August 24, 2016
Six Kingaroy State High students have become trailblazers for a new type of excursion opportunity at the school … and along the way they changed their lives, and the lives of a poor Cambodian family.
The students travelled with Health and PE teacher Megan Binnie to Cambodia during the June-July school holidays.
It was a “technology detox” … no mobile phones allowed.
They experienced the shock of a new country where everything is different … the smells, beggars in the street, garbage …
They survived a challenging three-day trek, slipping and sliding along rainforest tracks and up and down a steep mountainside.
And they visited some of Cambodia’s archaeological treasures, such as Angkor Wat.
But the highlight was the stay at Sambor Prei Kuk village in Kampong Thom province.
This is where the students demonstrated it wasn’t a holiday … they went to work building a toilet block, a vegetable garden and buying a month’s supplies for a local family.

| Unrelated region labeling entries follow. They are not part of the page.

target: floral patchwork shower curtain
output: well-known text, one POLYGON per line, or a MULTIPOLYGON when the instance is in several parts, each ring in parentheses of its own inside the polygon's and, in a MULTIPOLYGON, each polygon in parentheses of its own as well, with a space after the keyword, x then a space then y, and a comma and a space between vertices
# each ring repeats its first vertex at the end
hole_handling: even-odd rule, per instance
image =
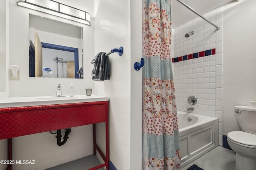
POLYGON ((170 53, 170 0, 144 0, 142 170, 180 166, 170 53))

“It was for one of the poorest families in the community, an ex-soldier,” Ms Binnie said.
The elders in the village had decided which family needed the most help from the expedition.
While staying there, the Kingaroy students also visited the local village school.
And their reactions to experiencing another culture in-depth?
Tiarni Hill: “I went just for the adventure part of it … going to another country, seeing how other people live but it made me feel grateful that I live in a country where I can get an education.”
Grace Bredhauer: “The teachers don’t get paid there. People here take an education for granted.”
Natalie Labuschewski: “They really appreciate the small things. You never hear them complaining. The little they have they are grateful for.”
The six students were not really close friends at the start of the expedition but, after three weeks living together in close quarters, they created a “family vibe”.
“We came together during the trek,” Tiarni said.
Lucy Montgomery agreed: “We had to stay positive.”
Natalie was also impressed by the English language skills of the Cambodian children in the village.
“Their English was surprisingly well-spoken,” she said. “The children were fluent and they were just eight years old!”
Ms Binnie said the expedition was the culmination of 12 months fundraising by the students.
“The girls learned a lot out of it. I think they appreciate their families a lot more, and what they have here,” she said.
She said it was the first student-led expedition from Kingaroy State High School, but she hoped it wouldn’t be the last … with planning already under way by a second group.
“We have another team that is going on an expedition to India in December,” she said.
“I have done student-led expeditions at other schools, and I have found the experience the students get from it is life-changing. It is a big passion of mine.”
Natalie: “I feel like a whole new person.”
Ms Binnie: “That’s exactly the reason I want to do it.”